On top of it all, she doesn't get a lot of sleep and this worries me more than anything else. It's almost to the point where I'm ready to just let myself out when I go over there after I put her to sleep, much like I used to do with Megan. When I used to go to Megan's, I'd sit with her in her room until she fell asleep, then I'd make sure everything else was set, leave, and lock the door on my way out.

If she does end up getting her own place, I'll definitely be doing that. I don't want to be feeling responsible for keeping her up, something I can't say now. I do feel like it's partly my fault.

All in all, I do feel like progress is being made. My ultimate goal with Molly is to be dating her soon, but I need to stay patient with her and just continue to do the things I'm capable of doing. I do that and I'm sure she'll want to date me too.

I just need to be patient with her. She's going through some motions right now and the best thing I can do is just be there when she needs me to. So when I say this, I'm talking directly to you Molly.

Whenever you need to talk, call or text. Unless I'm at work, I'll be right there whenever you need me. If I'm at work, I'll get back at you as soon as I can. I care about you. Believe that.


It's the fourth of July, but I don't know if I really want to go see fireworks this year.

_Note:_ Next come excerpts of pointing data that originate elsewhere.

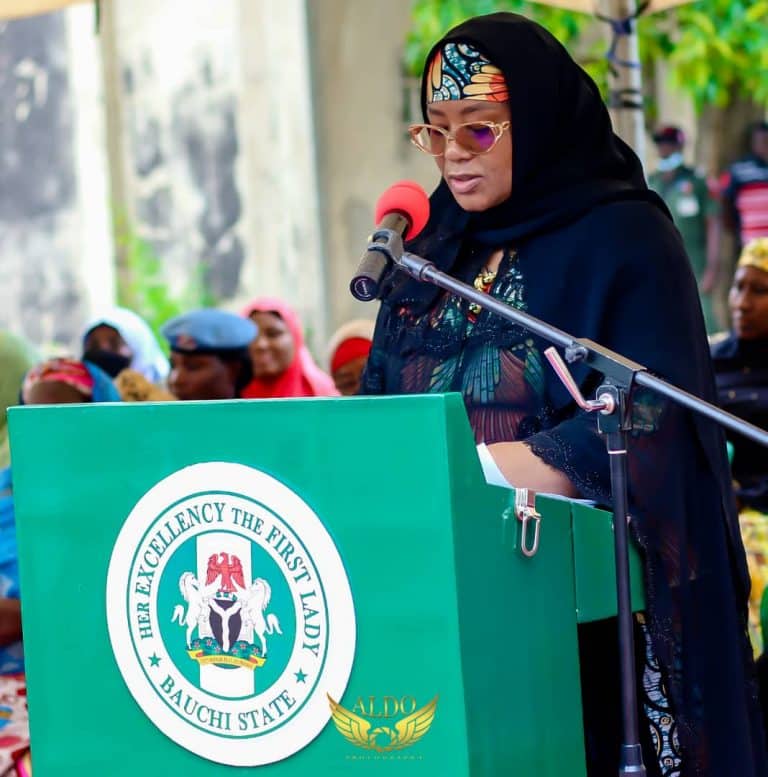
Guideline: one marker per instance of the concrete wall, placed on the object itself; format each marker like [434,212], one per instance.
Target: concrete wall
[212,148]
[360,107]
[55,243]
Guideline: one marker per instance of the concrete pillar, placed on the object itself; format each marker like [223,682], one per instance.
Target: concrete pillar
[55,249]
[362,106]
[279,161]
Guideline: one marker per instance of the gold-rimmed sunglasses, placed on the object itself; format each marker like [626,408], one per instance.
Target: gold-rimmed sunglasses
[477,137]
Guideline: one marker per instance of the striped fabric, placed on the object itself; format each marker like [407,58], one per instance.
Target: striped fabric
[746,188]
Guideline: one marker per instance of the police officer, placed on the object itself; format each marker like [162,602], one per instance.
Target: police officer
[209,354]
[694,210]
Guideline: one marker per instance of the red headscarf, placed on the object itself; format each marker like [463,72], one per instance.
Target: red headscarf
[303,378]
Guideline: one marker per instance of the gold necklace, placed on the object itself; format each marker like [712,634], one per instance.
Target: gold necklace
[483,283]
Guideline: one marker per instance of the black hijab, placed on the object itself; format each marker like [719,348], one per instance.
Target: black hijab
[566,157]
[600,258]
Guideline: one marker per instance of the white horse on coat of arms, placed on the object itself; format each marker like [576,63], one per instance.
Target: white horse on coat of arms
[254,600]
[198,599]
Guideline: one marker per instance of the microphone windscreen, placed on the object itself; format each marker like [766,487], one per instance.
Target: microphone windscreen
[408,199]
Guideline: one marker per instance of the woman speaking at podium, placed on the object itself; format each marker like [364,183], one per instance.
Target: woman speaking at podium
[542,206]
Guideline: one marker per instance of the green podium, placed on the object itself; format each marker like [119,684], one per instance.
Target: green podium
[296,587]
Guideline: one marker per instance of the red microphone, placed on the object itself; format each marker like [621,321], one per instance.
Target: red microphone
[401,213]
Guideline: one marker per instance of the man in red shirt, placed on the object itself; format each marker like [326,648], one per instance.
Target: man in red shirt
[745,190]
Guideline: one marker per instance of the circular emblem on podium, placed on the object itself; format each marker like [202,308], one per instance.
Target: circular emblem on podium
[230,614]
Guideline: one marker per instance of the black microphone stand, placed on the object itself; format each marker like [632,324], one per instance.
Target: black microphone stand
[613,403]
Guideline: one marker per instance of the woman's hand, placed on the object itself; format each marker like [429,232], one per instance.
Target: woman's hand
[523,469]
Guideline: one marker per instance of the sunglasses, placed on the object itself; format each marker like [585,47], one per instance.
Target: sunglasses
[477,137]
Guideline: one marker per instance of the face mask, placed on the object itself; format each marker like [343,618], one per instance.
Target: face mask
[672,162]
[112,363]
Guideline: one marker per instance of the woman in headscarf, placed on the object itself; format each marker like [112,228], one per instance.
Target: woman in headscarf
[741,372]
[119,339]
[282,363]
[542,206]
[348,351]
[64,381]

I wanted to go last night with Molly, but circumstances beyond our control prevented that. I don't want to go without her either, especially since she's working. I might seem silly, but I'd feel guilty if I got to see them and she didn't. It's also something that I just want to do with her. If she's not working late Monday, Strongsville's doing their fireworks tomorrow night so that's always possible, but I don't know.

The only problem I have with this time of year is that everyone keeps letting little kids handle fireworks even though every year there's a story on the news about some kid blowing his or her hand off with said fireworks.

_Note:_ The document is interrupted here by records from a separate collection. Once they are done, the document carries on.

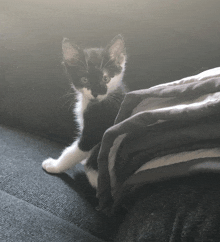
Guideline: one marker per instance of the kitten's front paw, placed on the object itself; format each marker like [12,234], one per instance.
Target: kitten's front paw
[51,165]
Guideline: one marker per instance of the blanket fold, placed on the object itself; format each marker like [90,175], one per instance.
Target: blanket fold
[166,129]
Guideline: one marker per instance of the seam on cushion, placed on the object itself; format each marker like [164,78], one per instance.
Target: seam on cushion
[45,211]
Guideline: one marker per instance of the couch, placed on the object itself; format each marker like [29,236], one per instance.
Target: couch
[165,41]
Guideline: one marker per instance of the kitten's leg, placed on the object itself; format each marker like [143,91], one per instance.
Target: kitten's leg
[71,156]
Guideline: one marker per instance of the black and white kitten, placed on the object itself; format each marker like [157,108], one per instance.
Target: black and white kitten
[96,75]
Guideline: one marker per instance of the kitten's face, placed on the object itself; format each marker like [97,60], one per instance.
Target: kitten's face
[95,72]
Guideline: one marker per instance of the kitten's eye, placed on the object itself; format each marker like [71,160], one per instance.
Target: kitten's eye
[106,79]
[84,80]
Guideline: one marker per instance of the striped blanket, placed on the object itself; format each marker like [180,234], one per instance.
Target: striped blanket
[166,131]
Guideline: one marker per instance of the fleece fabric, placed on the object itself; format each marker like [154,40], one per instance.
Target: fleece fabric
[36,206]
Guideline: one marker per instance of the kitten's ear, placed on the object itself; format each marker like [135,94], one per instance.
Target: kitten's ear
[116,50]
[72,54]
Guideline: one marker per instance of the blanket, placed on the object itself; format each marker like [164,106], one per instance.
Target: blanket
[166,131]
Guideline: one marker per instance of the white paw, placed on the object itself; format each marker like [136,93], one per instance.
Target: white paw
[51,165]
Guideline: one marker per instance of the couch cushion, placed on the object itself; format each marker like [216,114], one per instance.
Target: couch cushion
[23,221]
[67,196]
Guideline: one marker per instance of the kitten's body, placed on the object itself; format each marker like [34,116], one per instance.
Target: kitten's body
[96,75]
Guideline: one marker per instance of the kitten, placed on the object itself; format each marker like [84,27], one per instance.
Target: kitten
[96,75]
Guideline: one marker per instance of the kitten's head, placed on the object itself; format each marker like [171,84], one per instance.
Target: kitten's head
[95,72]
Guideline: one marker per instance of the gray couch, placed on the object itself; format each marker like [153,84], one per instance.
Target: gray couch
[165,41]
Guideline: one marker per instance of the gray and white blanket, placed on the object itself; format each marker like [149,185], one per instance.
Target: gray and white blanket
[166,131]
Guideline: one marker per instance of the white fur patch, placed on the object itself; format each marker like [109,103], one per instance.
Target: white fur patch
[92,177]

There was a kid in Lorain who blew off most of his hand a few days ago playing with fireworks that his dad gave him. What are we that stupid? Why don't you just give him a gun and tell him to ahead and fire a few rounds.

If there's any wonder why this country is such a mess, it's right out there in the open. We let kids play with explosives. What a wonderful way to spend a holiday too. A few hours in the emergency room while little Johnny gets his fingers sewn back on. That's my idea of fun.

I love fireworks as much as the next person and have shot them off myself, but I would never let anyone under 15 handle them. It's just asking for trouble. Yet this type of thing happens every year all across the country. It's the old "it won't happen to us, it happens to the other guy" principle. It's also known as the "duh you fucking moron" principle.

I just find it impossible to understand why this continues to happen. Just yesterday I drove by a group of, oh, probably 8-10 year-olds playing with fireworks in the street. This would be the equivalent of playing with a gun after you drank a bottle of arsenic while high. If the poison doesn't get you, you'll probably shoot someone or yourself anyway.

In other words, it's completely dumb.

Let's be smart and leave the fireworks to the professionals. At least when they fuck up, you can sue them for everything they got.


I was surprised to see that four Indians were picked to go to the All-Star Game as reserves. Not surprising because they didn't deserve it, but surprising because I didn't think anyone outside of Cleveland really noticed what was going on here. Simply put, this team is going to be scary good come next year if this pattern of improvement holds true.

For those who care, the four picked were catcher Victor Martinez, second baseman Ronnie Belliard, left fielder Matt Lawton, and pitcher C.C. Sabathia.

Congratulations and let's hope the rest of the season goes well.